Not seeing access denied audit messages in restricted subdirectories

Steve Grubb sgrubb at redhat.com
Sat Nov 9 10:08:41 UTC 2019


On Sat, 9 Nov 2019 20:18:45 +1100
Lenny Bruzenak <lenny at magitekltd.com> wrote:
> On 11/9/19 8:39 AM, Steve Grubb wrote:
> 
> > On Fri, 8 Nov 2019 13:39:58 -0700
> > "John T Olson" <jtolson at us.ibm.com> wrote:
> >  
> >> Greetings,
> >>
> >> I have the following 2 audit rules set up:
> >>
> >> -a always,exit -F arch=b64 -S all -F exit=-EACCES -F dir=/gpfs/fs1
> >> -a always,exit -F arch=b64 -S all -F exit=-EPERM -F dir=/gpfs/fs1
> >>
> >> I have a directory structure like the following:
> >>
> >> (13:15:26) zippleback-vm1:~ # ls -la /gpfs/fs1/test/
> >> total 257
> >> drwx------.  3 root root   4096 Nov  7 12:46 .
> >> drwxr-xr-x. 15 root root 262144 Nov  7 12:50 ..
> >> drwx------.  2 root root   4096 Nov  7 12:46 test2
> >>
> >> Essentially, directory "/gpfs/fs1/test/" is owned by root and has
> >> permissions 700.  The subdirectory underneath it (with
> >> path /gpfs/fs1/test/test2) is also owned by root and has
> >> permissions 700.
> >>
> >> When I have a non-root user attempt to list the contents of
> >> directory "/gpfs/fs1/test/" I receive an audit message for the
> >> denied access.
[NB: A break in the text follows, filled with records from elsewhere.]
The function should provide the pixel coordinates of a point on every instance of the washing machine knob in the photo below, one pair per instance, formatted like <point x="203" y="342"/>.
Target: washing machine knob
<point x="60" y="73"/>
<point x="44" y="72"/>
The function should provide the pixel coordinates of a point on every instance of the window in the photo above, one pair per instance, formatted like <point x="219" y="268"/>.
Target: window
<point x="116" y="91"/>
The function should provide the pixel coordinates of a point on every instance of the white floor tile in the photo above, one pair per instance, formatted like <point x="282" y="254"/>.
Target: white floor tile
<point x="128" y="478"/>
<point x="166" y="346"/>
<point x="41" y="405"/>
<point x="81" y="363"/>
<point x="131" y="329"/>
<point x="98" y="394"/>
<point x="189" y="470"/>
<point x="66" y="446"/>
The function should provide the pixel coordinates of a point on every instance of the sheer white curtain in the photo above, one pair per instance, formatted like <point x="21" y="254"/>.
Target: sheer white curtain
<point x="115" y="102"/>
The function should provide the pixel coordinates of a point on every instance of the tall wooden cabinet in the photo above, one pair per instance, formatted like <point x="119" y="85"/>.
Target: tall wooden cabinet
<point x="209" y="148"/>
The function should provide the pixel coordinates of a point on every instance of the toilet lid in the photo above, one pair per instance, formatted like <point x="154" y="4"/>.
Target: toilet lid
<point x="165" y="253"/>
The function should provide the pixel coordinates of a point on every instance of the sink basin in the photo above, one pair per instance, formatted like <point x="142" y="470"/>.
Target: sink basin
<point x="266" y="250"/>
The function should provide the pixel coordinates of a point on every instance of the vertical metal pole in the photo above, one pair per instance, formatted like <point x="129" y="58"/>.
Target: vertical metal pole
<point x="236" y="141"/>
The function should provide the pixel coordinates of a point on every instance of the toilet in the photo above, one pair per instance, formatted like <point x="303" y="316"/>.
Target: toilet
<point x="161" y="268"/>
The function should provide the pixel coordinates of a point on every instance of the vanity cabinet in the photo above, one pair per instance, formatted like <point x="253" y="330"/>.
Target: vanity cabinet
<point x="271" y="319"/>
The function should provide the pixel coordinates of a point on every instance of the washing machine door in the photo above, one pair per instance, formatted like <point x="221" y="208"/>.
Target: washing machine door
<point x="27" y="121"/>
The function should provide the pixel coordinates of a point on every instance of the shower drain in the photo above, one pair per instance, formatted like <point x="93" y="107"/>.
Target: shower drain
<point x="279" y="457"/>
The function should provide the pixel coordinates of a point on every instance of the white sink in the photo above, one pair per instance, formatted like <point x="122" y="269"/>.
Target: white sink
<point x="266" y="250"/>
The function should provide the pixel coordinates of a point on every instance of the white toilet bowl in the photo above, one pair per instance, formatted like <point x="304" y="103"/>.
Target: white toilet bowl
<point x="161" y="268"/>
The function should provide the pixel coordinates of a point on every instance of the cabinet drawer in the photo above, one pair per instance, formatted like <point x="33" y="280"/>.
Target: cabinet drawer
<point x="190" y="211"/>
However, when the non-root user attempts to list
> >> the contents of the subdirectory (/gpfs/fs1/test/test2), there is
> >> no audit message generated. Does anyone know why this is and how I
> >> get audit messages in both cases?  
> > Yes, the reason is because the path did not resolve so audit never
> > saw it. This has been this way for quite some time. In the past, it
> > was said because the path never resolved, a PATH record with all
> > attributes could not be generated. I have mentioned to kernel
> > maintainers, that the path is available as a syscall argument.
> > While a full PATH record cannot be generated with file attributes,
> > an abbreviated one could be generated. So, far...no one has saw
> > this as a big enough problem to fix. Personally, I think it should
> > be fixed. 
> At first blush, I completely agree. However, I'm wondering if the
> first attempt completely failed, how would the second one even have
> the knowledge of the unattainable path?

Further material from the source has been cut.